[PYTHON] GBDT library: I tried fuel consumption prediction (regression) with CatBoost

I didn't know CatBoost, which is sometimes used alongside XGBoost and lightGBM, which are GBDT (Gradient Boosting Decision Trees) libraries, until recently, so I tried to move it with a regression task. It was.

CatBoost？

I will paste the introductory text of the official website. (Google translated)

CatBoost is a decision tree gradient boosting algorithm.
Developed by Yandex researchers and engineers
Used for search, recommendation systems, personal assistants, self-driving cars, weather forecasts, and many other third-party tasks such as Yandex, CERN, Cloudflare, and Careem taxis.
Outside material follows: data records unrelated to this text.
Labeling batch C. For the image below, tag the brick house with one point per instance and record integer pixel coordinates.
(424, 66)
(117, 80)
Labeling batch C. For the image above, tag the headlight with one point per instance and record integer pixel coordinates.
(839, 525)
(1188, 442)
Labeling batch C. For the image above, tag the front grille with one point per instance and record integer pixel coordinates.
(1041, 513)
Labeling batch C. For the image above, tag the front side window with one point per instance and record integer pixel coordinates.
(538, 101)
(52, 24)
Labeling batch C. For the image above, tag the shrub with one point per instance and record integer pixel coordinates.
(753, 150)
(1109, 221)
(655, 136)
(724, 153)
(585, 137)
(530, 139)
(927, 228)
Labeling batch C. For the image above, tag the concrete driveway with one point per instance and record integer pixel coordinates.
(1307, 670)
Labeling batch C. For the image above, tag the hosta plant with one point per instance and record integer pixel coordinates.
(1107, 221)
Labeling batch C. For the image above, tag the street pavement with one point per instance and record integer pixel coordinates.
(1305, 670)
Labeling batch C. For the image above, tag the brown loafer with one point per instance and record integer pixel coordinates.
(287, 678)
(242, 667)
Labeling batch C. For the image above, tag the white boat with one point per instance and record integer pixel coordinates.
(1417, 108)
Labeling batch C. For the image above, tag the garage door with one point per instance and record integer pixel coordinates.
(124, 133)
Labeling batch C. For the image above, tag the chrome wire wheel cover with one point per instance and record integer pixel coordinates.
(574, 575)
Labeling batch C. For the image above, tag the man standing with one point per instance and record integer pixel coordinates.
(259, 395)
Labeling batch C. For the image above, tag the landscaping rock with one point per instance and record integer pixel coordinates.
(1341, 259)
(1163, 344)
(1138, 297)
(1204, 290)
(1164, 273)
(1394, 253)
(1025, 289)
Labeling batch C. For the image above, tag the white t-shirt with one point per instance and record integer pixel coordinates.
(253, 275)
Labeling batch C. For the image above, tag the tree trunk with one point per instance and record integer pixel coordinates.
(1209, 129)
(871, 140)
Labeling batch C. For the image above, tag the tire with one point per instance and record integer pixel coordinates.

Articles that I used as a reference

-Regression: Predict fuel economy

House Prices Regression Using CatBoost

The data set used this time

--Auto MPG dataset -This is the dataset used in TensorFlow Tutorials here. --Predict the fuel efficiency of a car. Explanatory variables include number of cylinders, displacement, horsepower, weight, and so on.

The following code ran on Google Colab. (CPU)

Install CatBoost with pip

!pip install catboost -U

Download dataset

import urllib.request

url = 'https://archive.ics.uci.edu/ml/machine-learning-databases/auto-mpg/auto-mpg.data'
file_path = './auto-mpg.data'
urllib.request.urlretrieve(url, file_path)

Data preprocessing

import pandas as pd

column_names = ['MPG','Cylinders','Displacement','Horsepower','Weight',
                   'Acceleration', 'Model Year', 'Origin'] 
dataset = pd.read_csv(file_path, names=column_names,
                      na_values = "?", comment='\t',
                      sep=" ", skipinitialspace=True)

#This time the purpose is to move, so nan will drop
dataset = dataset.dropna().reset_index(drop=True)

#Category variable:Origin is handled by Cat Boost, so make it a String type
dataset['Origin'] = dataset['Origin'].astype(str)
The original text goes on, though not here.